Saat Yesus dan Petrus naik ke perahu, angin pun reda. Ini menunjukkan otoritas Yesus atas alam dan menyatakan bahwa kehadiran-Nya membawa ketenangan di tengah badai kehidupan.
Latar belakang
Kehadiran-Nya mengubah badai
Ketika Yesus masuk ke perahu, angin berhenti. Tidak ada doa yang panjang, tidak ada ritual. Satu kata pun tidak disebutkan. Kehadiran-Nya saja sudah cukup untuk mengubah kondisi. Ini paralel dengan Matius 8 ketika Yesus menghardik angin dan danau — dan semuanya jadi tenang.
Di mana
Danau Galilea, di dalam perahu
Perahu yang baru saja dimasuki Yesus dan Petrus
Kapan
~29 M
Dini hari, di atas danau
Yang berbicara
Matius
mantan pemungut cukai, murid Yesus
Kepada
Pembaca Injil Matius
komunitas Yahudi Kristen generasi pertama
Studi kata
Kata Kunci dalam Bahasa Asli
ἀναβάντων
anabantōn · masuk
Participle genitive absolut — ketika mereka naik masuk.
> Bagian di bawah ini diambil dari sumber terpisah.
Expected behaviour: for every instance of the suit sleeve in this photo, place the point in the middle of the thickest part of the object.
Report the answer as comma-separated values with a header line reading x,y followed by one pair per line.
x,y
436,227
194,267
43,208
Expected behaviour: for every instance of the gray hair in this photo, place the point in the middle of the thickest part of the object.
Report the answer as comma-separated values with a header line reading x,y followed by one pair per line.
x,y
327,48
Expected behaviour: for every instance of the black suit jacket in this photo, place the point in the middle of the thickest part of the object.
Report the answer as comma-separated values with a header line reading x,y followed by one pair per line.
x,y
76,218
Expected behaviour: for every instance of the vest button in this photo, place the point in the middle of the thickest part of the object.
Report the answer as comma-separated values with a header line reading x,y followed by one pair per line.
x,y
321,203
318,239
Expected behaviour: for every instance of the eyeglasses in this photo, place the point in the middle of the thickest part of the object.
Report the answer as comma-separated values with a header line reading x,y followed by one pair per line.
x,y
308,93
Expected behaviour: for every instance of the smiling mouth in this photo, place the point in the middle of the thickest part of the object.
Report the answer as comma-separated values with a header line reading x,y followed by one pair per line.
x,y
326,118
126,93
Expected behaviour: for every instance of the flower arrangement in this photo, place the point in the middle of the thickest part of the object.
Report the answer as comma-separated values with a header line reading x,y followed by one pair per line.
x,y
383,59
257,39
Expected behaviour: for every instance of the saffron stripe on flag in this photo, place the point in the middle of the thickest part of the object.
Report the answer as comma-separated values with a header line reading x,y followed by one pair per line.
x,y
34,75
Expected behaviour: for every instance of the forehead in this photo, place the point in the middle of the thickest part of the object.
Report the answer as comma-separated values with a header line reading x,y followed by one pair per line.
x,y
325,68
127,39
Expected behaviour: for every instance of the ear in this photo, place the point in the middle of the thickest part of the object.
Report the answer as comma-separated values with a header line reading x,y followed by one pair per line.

Momen spesifik ketika Yesus dan Petrus masuk bersamaan ke perahu.
ἐκόπασεν
ekopasen · berhenti
Aorist dari kopazō — berhenti sepenuhnya, mereda total. Bukan pelan-pelan berkurang tapi langsung berhenti.
ἄνεμος
anemos · angin
Angin — kekuatan alam yang seluruh malam telah melawan perahu, kini tunduk begitu Yesus hadir.
Badai berhenti bukan karena doa atau perintah — tapi karena kehadiran Yesus. Itu klaim yang sangat besar tentang siapa Dia.
Tahukah kamu
Perbedaan antara dua mukjizat badai
Di Matius 8, Yesus secara aktif menghardik badai dengan kata-kata. Di sini Dia tidak mengucapkan sepatah kata pun — badai berhenti begitu Dia masuk perahu. Ini justru lebih mengesankan: bahkan tanpa perintah, alam tunduk pada kehadiran-Nya.
Ayat terkait
Ayat Lain yang Menggemakan Matius 14:32
Mazmur 107:29
Allah yang meredakan badai
“Ia membuat badai menjadi angin sepoi-sepoi, sehingga ombak-ombaknya diam.”
Matius 8:26-27
mukjizat serupa sebelumnya
“Yesus bangun, menghardik angin dan danau itu... maka danau itupun menjadi teduh sekali.”
Mazmur 89:10
Allah yang berkuasa atas laut
“Engkaulah yang berkuasa atas kecongkakan laut, ketika ombaknya bergulung-gulung, Engkaulah yang menenteramkannya.”
Sering disalahpahami
Salah Kaprah tentang Matius 14:32
✕ Sering dikira
'Badai berhenti karena angin memang sudah mau berhenti sendiri'
✓ Yang sebenarnya
Matius menghubungkan langsung antara Yesus masuk perahu dan angin berhenti — ini bukan korelasi kebetulan dalam narasi.
✕ Sering dikira
'Yesus mengucapkan kata-kata tertentu untuk menghentikan badai'
✓ Yang sebenarnya
Tidak ada kata-kata yang disebutkan — kehadiran-Nya saja yang membuat badai berhenti.
Renungan
Renungan Singkat Matius 14:32
Setiap badai dalam hidup kita punya batasnya; ketika Tuhan masuk ke dalam 'perahu' kita, tidak ada badai yang bisa bertahan. Biarkan Yesus naik ke dalam hidupmu, dan biarkan Dia meredakan kegelisahanmu.
Tuhan Yesus, masuklah ke dalam perahuku dan redakanlah segala badai yang mengancam. Amin.